What to Wear to a Funeral or Memorial: A Guide for Women
What to Wear to a Funeral: The Dos and Don'ts
First, if you are attending a funeral, wake, memorial service, or celebration of life, I am sorry for your loss. When there is a death in the family, the death of a loved one, friend, or acquaintance, everyone comes together for a celebration of life. You may be wondering what is and what is not appropriate to wear. While there are no definite rules and each celebration of life is different, it is most important to know what kind of group will be in attendance.
A Note About Tradition
I will be giving advice on what is most appropriate for a general celebration of life—this advice is based on North American (of the United States) tradition but does not take into account particular cultural and religious customs. It is always best to ask someone about what is expected if you are unsure, as every ceremony will differ.

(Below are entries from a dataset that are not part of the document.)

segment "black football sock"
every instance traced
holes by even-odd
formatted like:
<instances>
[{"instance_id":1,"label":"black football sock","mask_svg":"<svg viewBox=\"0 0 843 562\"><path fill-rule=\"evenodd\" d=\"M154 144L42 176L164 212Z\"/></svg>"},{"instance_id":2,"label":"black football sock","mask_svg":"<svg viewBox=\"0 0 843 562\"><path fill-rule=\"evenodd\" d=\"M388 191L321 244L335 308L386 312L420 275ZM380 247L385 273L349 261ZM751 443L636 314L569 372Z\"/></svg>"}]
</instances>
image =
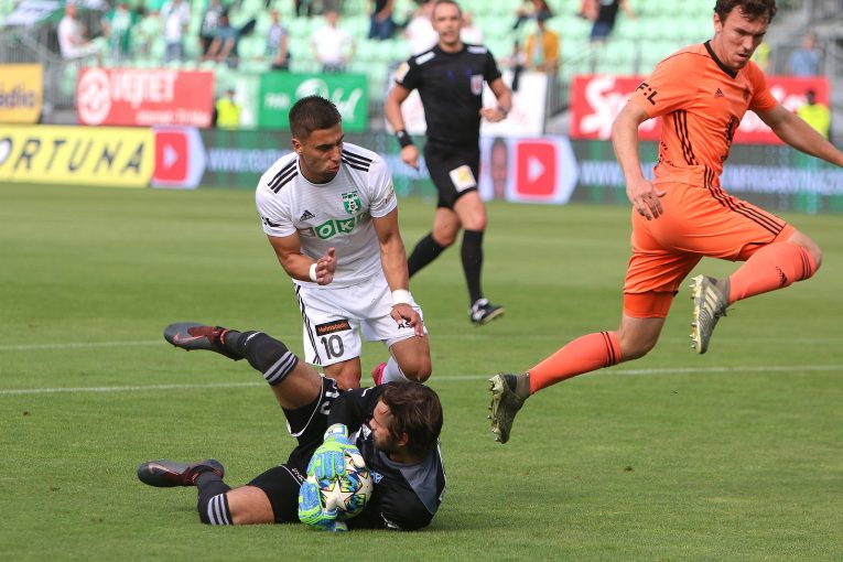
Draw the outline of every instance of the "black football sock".
<instances>
[{"instance_id":1,"label":"black football sock","mask_svg":"<svg viewBox=\"0 0 843 562\"><path fill-rule=\"evenodd\" d=\"M223 336L226 350L248 359L271 386L280 383L299 364L287 346L263 332L228 331Z\"/></svg>"},{"instance_id":2,"label":"black football sock","mask_svg":"<svg viewBox=\"0 0 843 562\"><path fill-rule=\"evenodd\" d=\"M199 488L199 500L196 510L199 519L208 525L233 525L231 512L228 510L228 497L226 491L231 487L223 482L215 472L205 472L196 478Z\"/></svg>"},{"instance_id":3,"label":"black football sock","mask_svg":"<svg viewBox=\"0 0 843 562\"><path fill-rule=\"evenodd\" d=\"M463 271L468 284L468 296L474 304L483 299L480 290L480 269L483 268L483 230L465 230L463 233Z\"/></svg>"},{"instance_id":4,"label":"black football sock","mask_svg":"<svg viewBox=\"0 0 843 562\"><path fill-rule=\"evenodd\" d=\"M407 269L410 271L410 277L413 277L424 266L439 258L439 255L444 249L444 246L440 246L433 239L433 233L429 233L428 236L419 240L419 244L415 245L413 252L407 260Z\"/></svg>"}]
</instances>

The following advice presents standard, appropriate, and tasteful options for both women and girls based on my most recent experience attending a funeral.
Do Go for a Complete Outfit
What Colors Are Appropriate to Wear to a Funeral?
Appropriate Colors for a Funeral
These colors are acceptable for accessories and accent pieces, but you'll want to use them conservatively if you choose to. For instance, red flowers on a scarf or a yellow handkerchief in the pocket of a navy suit is acceptable. A white undershirt beneath a formal suit is also acceptable.
Got Grass? No Heels
Do not wear heels if you will be standing in the grass—they will sink into the ground and get stuck!
A Guide for Women on Funeral Attire and Etiquette
This advice is not meant to imply anything about a women's style of dress, but in general, people tend to dress conservatively at celebrations of life. Here are some general rules to follow:
- Dresses and skirts should fall below the knees or be a few inches above the knee.
- Consider wearing sheer tights or pantyhose with a dress or skirt for formality.
- Shoulders are appropriate in outdoor, warm weather, but outfits should generally cover the shoulder and be sleeved. Strappy dresses are best worn with a coverup, shawl, or sweater.
- Minimize low-cut shirts or wear a scarf to cover your chest area.
- If wearing a tight-fitting outfit, make sure that it is flattering and tasteful. A well-tailored outfit is fine so long as it is not meant to be sensual.
Alternatives to Dresses
Jumpsuits and suits are totally acceptable for women. If you feel like going formal and want to skip the skirt or dress, consider a modern pantsuit.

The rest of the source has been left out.